I went to eBay as soon as I read the story-and couldn't find a 'straight-up' password change function. I did find one, eventually, by following a question about what to do if I find that somebody else has used my account. Really-standard security practices are to change passwords frequently. So why would a company that's really concerned about security hide that function?

I guess that tells everybody how concerned eBay really is about security. (FWIW I use eBay maybe twice/year so I don't remember my login but I do write it down. That used to be a no-no but these days more 'hacks' come online from easily guessed passwords than from people physically accessing your office. Besides I keep my written-down passwords in a lockbox.)

[Froide]

Quote:

Originally Posted by Manabi

They only discovered the breech two weeks ago, and had to investigate thoroughly to see what was compromised before they could announce anything. That could easily take a week, so they're only about a week late on announcing this.

Even so, they're handling it horribly. I don't think I've ever seen a worse response.


I agree with it too, but you probably wanted this link instead.
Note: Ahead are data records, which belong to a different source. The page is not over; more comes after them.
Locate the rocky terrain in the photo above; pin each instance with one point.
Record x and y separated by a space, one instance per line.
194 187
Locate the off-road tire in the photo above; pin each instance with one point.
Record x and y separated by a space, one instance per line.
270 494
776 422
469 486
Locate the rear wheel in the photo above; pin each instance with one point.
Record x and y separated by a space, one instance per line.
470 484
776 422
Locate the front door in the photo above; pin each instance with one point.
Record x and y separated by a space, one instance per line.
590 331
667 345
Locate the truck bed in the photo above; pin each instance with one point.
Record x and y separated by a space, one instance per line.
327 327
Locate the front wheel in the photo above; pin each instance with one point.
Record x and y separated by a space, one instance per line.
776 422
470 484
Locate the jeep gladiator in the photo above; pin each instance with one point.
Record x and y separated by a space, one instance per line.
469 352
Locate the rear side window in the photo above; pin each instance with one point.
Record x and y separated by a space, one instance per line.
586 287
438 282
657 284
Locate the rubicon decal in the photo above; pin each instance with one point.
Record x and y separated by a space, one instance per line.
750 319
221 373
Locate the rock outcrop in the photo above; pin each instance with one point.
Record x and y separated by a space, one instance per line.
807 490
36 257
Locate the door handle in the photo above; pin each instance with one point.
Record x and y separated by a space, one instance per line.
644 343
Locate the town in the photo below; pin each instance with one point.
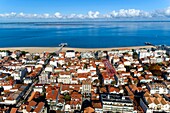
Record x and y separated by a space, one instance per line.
115 81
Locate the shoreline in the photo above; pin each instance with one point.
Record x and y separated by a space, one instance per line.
53 49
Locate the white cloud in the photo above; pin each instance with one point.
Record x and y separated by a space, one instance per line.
122 13
58 15
129 13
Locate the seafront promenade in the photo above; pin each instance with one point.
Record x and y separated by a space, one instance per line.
52 49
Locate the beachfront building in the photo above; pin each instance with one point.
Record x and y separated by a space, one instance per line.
70 54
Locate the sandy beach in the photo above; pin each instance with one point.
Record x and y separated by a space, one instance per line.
53 49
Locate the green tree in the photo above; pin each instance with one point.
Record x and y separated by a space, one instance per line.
36 57
67 97
113 83
155 69
135 55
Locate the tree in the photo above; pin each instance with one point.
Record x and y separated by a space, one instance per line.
67 97
135 55
113 83
145 67
36 57
155 69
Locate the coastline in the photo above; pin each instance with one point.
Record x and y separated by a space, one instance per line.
53 49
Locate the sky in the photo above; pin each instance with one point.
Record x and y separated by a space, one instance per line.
84 9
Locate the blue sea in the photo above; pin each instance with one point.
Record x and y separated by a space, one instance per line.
88 34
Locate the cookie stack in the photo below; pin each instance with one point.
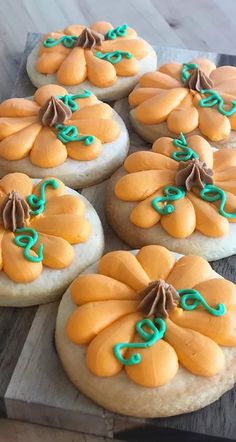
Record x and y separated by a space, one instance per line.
155 323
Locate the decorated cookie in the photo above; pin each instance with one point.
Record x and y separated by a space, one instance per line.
49 234
181 195
73 137
154 330
194 98
109 61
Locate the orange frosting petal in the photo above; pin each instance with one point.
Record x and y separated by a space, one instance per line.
49 63
172 68
19 182
73 69
146 160
45 92
73 228
101 73
18 146
105 129
90 319
157 261
49 191
99 110
139 185
224 158
189 271
138 48
184 118
124 267
208 220
16 267
100 355
143 215
57 253
159 80
139 95
79 151
9 126
221 329
199 354
67 204
18 107
182 222
156 109
159 365
48 150
94 287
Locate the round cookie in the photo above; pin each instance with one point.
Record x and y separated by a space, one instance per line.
74 137
180 370
108 61
181 195
196 98
49 234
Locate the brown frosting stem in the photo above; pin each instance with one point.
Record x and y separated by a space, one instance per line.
158 299
14 211
89 39
198 80
193 173
53 112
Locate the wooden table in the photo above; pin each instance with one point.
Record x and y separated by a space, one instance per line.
33 387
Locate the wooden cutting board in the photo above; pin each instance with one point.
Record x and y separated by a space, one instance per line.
33 386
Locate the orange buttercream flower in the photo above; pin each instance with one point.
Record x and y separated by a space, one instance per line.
168 96
24 131
77 61
109 310
55 229
147 174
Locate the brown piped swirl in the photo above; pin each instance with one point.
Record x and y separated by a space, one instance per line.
198 80
89 39
14 211
159 298
193 173
53 112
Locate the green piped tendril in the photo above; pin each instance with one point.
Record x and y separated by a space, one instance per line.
68 100
66 40
120 31
170 193
185 71
70 133
186 153
113 57
214 99
190 299
211 194
37 204
27 240
158 328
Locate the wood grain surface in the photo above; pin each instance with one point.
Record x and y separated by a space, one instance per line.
33 387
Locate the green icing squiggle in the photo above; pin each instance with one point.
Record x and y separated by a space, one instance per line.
157 327
27 240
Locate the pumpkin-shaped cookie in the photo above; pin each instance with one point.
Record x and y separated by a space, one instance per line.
73 137
49 234
107 60
182 195
194 98
154 330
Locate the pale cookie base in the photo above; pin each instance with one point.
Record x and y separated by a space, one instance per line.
121 88
185 393
118 214
51 284
78 174
151 132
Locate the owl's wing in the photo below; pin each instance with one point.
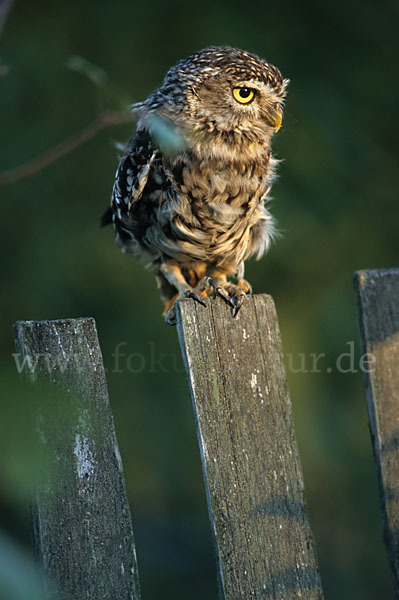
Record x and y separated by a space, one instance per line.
130 178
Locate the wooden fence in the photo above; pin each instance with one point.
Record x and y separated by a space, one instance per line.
82 529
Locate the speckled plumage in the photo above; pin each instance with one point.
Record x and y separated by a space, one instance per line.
191 187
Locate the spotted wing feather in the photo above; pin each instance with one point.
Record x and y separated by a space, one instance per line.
130 180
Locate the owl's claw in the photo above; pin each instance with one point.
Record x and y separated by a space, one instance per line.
219 291
170 315
237 303
194 296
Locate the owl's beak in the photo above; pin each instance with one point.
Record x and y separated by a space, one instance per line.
276 119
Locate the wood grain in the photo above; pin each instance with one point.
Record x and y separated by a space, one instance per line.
83 533
378 310
251 466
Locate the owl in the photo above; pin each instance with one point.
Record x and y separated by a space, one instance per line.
191 187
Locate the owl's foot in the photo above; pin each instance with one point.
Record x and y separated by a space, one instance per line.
170 306
232 294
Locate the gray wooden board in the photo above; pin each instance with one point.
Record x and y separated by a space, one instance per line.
378 308
83 533
250 458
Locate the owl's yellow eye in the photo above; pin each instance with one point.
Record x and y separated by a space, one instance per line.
243 95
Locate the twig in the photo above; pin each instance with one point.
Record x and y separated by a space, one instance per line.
5 7
30 168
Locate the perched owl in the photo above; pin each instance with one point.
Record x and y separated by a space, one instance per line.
191 187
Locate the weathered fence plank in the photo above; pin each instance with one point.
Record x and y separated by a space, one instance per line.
250 459
378 307
83 534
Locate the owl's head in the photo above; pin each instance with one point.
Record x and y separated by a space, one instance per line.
221 91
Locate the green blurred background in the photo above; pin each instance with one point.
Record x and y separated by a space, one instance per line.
336 202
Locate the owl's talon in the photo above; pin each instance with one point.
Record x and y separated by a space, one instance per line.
194 296
210 282
237 303
224 296
170 317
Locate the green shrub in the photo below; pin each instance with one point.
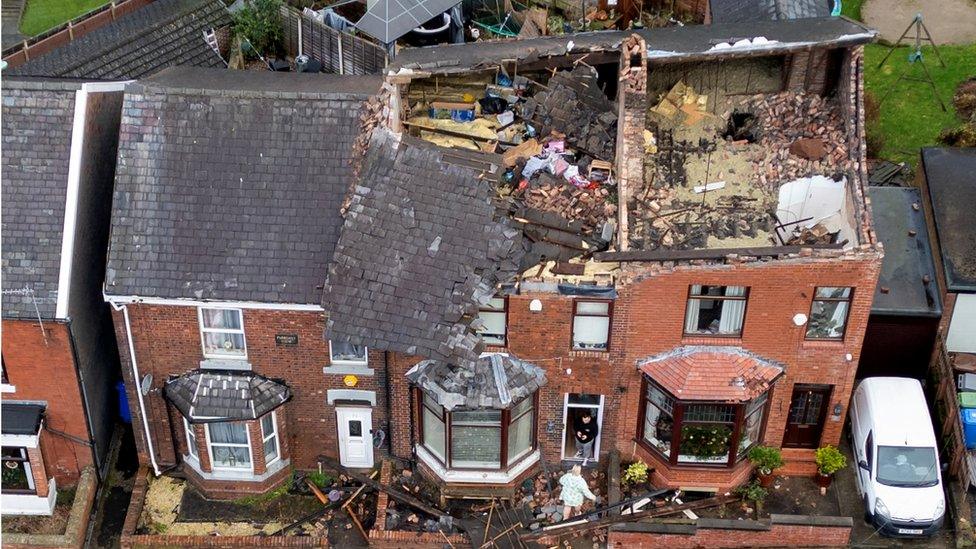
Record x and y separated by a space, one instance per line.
766 458
636 473
830 460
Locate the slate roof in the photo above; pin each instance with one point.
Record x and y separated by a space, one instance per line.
37 120
21 418
740 11
950 175
724 374
422 246
901 289
226 190
664 44
204 396
387 20
493 381
164 33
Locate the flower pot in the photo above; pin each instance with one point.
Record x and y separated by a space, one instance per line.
823 480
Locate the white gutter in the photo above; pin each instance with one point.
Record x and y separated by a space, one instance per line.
116 300
138 387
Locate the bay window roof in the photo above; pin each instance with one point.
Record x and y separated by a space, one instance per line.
207 396
714 373
493 381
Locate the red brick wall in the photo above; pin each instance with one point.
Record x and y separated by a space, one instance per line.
167 342
45 371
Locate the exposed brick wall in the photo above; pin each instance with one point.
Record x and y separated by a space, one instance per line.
167 342
45 371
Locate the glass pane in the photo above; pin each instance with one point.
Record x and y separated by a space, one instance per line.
228 433
475 446
343 350
218 343
520 437
591 332
222 318
433 432
231 456
702 443
658 426
827 319
593 307
494 330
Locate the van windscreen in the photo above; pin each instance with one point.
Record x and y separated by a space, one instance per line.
907 466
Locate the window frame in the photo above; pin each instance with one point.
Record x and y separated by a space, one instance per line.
266 437
847 314
572 324
745 310
343 362
213 465
504 311
735 453
204 330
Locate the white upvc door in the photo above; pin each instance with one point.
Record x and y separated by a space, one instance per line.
355 427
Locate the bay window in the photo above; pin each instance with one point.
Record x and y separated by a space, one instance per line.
685 432
222 333
715 310
591 324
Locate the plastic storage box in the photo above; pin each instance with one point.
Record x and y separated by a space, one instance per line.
969 426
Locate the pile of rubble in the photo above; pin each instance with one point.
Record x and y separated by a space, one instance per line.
800 135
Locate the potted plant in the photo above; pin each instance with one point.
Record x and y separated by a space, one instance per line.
766 459
829 460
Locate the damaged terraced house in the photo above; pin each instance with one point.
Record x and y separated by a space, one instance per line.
664 230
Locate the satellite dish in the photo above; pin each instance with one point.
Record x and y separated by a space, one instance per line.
146 384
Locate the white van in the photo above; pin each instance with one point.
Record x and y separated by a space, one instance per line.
897 469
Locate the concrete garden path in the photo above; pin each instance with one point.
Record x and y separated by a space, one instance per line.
949 21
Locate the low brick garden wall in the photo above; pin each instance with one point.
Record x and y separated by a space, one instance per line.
379 536
706 533
74 532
Looks like you accidentally linked the first article instead.

Thank you for the heads-up, Manabi. I've corrected the link.
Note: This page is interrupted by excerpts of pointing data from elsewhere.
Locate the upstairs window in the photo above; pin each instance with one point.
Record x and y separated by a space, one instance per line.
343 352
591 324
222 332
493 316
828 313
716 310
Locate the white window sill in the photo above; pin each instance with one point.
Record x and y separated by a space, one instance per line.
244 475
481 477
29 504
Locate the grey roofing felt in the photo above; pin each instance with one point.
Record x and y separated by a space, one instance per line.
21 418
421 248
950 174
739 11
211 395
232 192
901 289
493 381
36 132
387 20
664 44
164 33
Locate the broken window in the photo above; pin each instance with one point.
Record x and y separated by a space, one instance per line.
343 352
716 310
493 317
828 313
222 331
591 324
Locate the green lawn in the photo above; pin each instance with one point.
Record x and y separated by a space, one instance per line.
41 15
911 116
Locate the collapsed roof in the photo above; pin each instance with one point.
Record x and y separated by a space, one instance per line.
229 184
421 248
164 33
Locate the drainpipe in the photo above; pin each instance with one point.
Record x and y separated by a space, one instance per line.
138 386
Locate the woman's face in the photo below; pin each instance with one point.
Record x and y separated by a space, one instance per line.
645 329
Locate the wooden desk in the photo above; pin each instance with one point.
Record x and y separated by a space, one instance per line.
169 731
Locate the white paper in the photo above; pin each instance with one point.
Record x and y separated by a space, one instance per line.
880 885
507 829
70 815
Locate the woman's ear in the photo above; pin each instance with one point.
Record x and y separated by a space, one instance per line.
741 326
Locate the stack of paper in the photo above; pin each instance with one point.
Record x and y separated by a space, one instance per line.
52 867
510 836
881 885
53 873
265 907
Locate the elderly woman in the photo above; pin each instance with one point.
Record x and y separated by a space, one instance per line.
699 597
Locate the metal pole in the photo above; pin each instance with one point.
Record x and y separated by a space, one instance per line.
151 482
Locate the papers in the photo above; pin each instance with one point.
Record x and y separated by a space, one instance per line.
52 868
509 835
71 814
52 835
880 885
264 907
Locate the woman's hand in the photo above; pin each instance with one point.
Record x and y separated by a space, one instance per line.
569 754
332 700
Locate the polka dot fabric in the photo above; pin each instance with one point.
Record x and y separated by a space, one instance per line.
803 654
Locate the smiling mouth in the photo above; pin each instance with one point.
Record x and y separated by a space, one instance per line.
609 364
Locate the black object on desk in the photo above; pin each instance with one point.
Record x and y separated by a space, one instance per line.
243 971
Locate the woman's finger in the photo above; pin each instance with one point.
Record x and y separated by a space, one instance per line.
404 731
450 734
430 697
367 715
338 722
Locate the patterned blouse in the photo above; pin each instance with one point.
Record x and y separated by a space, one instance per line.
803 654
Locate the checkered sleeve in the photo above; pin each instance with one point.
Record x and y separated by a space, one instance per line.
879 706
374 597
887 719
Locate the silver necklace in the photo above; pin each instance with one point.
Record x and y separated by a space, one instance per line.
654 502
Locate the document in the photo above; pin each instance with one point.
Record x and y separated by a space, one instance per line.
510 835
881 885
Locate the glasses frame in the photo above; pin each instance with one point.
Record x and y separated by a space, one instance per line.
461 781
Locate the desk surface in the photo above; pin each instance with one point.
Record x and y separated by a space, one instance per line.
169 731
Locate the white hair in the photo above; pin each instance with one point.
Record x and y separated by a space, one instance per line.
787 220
...Still awaiting my email from eBay. Tick tock...

EBay's response to this mess has been egregious. I hope they'll comply with legislators' requests that eBay provide free credit monitoring services to affected users. It's the least eBay could do; their breach is larger than those of Target, disclosed last December, and of TJ Maxx/Marshall, in 2006.

[frahse]

Quote:

Originally Posted by BenG

Paypal passwords weren't affected.
http://blogs.wsj.com/digits/2014/05/...-about-paypal/

Thanks.

[Manabi]

Quote:

Originally Posted by calvin-c

Yes, and no. Even though the 'hack' came from obtaining authorized user logins they should still have discovered it sooner-if they were really concerned about security. I worked computer security, I know. Standard auditing would have logged even authorized user access to sensitive data. Unless the 'authorized user' was a DBA-and if that's the case then the DBA should probably be fired-then the bulk copying should have triggered an alarm. (A DBA whose login is stolen is like a security guard letting his keys be copied.)
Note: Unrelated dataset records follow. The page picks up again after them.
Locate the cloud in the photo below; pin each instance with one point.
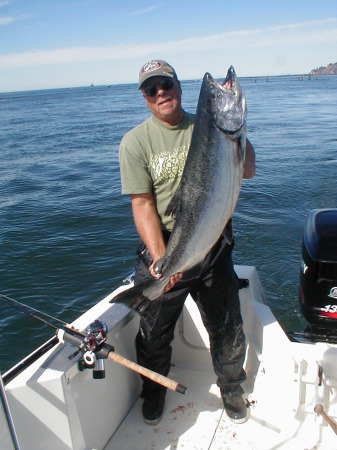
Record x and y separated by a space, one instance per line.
304 33
6 20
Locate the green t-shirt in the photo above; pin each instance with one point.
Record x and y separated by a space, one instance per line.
152 157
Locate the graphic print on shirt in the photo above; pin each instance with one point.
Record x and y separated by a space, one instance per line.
169 165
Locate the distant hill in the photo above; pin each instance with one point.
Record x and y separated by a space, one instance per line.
330 69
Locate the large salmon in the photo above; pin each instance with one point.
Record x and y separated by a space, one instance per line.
209 187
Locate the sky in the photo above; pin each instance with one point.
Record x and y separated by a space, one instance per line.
68 43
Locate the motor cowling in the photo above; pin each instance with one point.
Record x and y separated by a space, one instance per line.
318 273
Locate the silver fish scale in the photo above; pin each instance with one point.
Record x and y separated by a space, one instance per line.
211 181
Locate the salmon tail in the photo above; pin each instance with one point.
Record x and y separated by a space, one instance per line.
134 299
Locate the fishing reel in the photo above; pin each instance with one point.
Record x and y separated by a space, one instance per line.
93 349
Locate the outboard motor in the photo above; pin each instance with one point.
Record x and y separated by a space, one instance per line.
318 274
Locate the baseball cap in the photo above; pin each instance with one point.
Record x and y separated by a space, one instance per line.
155 68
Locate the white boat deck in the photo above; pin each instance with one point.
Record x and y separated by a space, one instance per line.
196 420
56 406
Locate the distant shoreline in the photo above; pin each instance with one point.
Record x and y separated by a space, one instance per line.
330 69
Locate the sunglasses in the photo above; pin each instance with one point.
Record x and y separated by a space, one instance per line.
152 89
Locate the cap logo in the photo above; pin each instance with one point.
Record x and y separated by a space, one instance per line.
151 66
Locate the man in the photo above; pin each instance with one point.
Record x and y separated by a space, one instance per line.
152 159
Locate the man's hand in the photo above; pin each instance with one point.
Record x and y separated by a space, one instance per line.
172 281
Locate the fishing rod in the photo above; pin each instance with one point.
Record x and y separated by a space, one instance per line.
92 346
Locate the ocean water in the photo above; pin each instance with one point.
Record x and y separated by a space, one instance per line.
67 234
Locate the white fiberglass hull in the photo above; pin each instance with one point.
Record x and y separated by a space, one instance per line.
56 406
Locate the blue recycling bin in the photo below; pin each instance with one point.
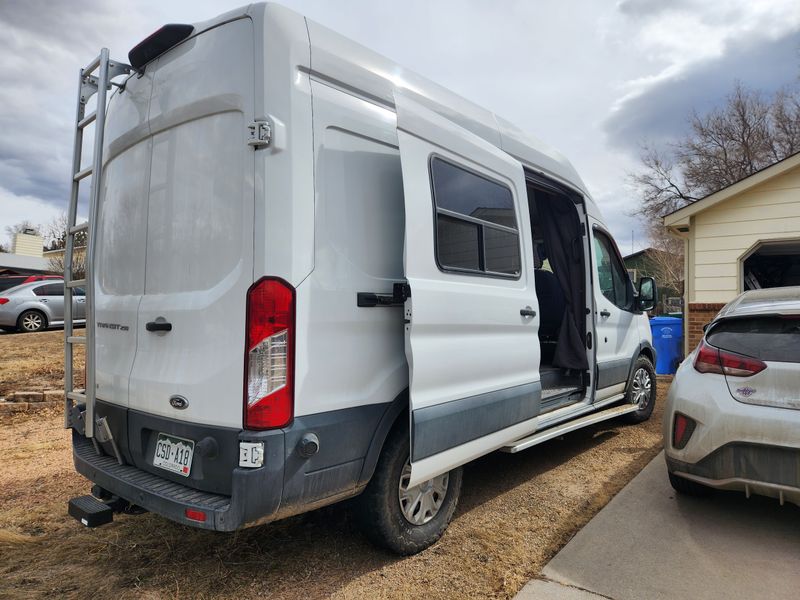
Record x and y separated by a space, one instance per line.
668 342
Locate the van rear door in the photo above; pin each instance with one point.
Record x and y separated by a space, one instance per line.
471 326
199 243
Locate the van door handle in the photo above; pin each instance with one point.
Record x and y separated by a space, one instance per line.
158 326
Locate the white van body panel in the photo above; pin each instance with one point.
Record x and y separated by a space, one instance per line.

I wasn't commenting on whether they should have discovered it sooner (they should have), just that the reality is they only discovered it two weeks ago so it's unfair to say they waited months to report the breech it was discovered.

Quote:

Originally Posted by calvin-c

I went to eBay as soon as I read the story-and couldn't find a 'straight-up' password change function. I did find one, eventually, by following a question about what to do if I find that somebody else has used my account. Really-standard security practices are to change passwords frequently. So why would a company that's really concerned about security hide that function?

That was my experience too, I have never had so much trouble finding where to change a password. It very much felt like they didn't want anyone to do so.

Quote:

Originally Posted by calvin-c

I guess that tells everybody how concerned eBay really is about security. (FWIW I use eBay maybe twice/year so I don't remember my login but I do write it down. That used to be a no-no but these days more 'hacks' come online from easily guessed passwords than from people physically accessing your office. Besides I keep my written-down passwords in a lockbox.)

I use a password safes myself. on two levels. I use LastPass for ease of use for stuff that's not terribly important (forums and such) and KeePass without a browser plugin for stuff that's important (banks, credit cards, etc.) Almost all of my passwords are totally random ones that are highly unlikely to be bruteforced anytime in the near future.

[WT Sharpe]

Well, this just sucks. These breeches of security are getting more and more commonplace, and it's not just eBay/PayPal. If a new system for guaranteeing identity isn't devised soon, we'll all find ourselves victims of identity theft.

[HarryT]

I got an email about it from eBay today. I actually changed my password last week, of course.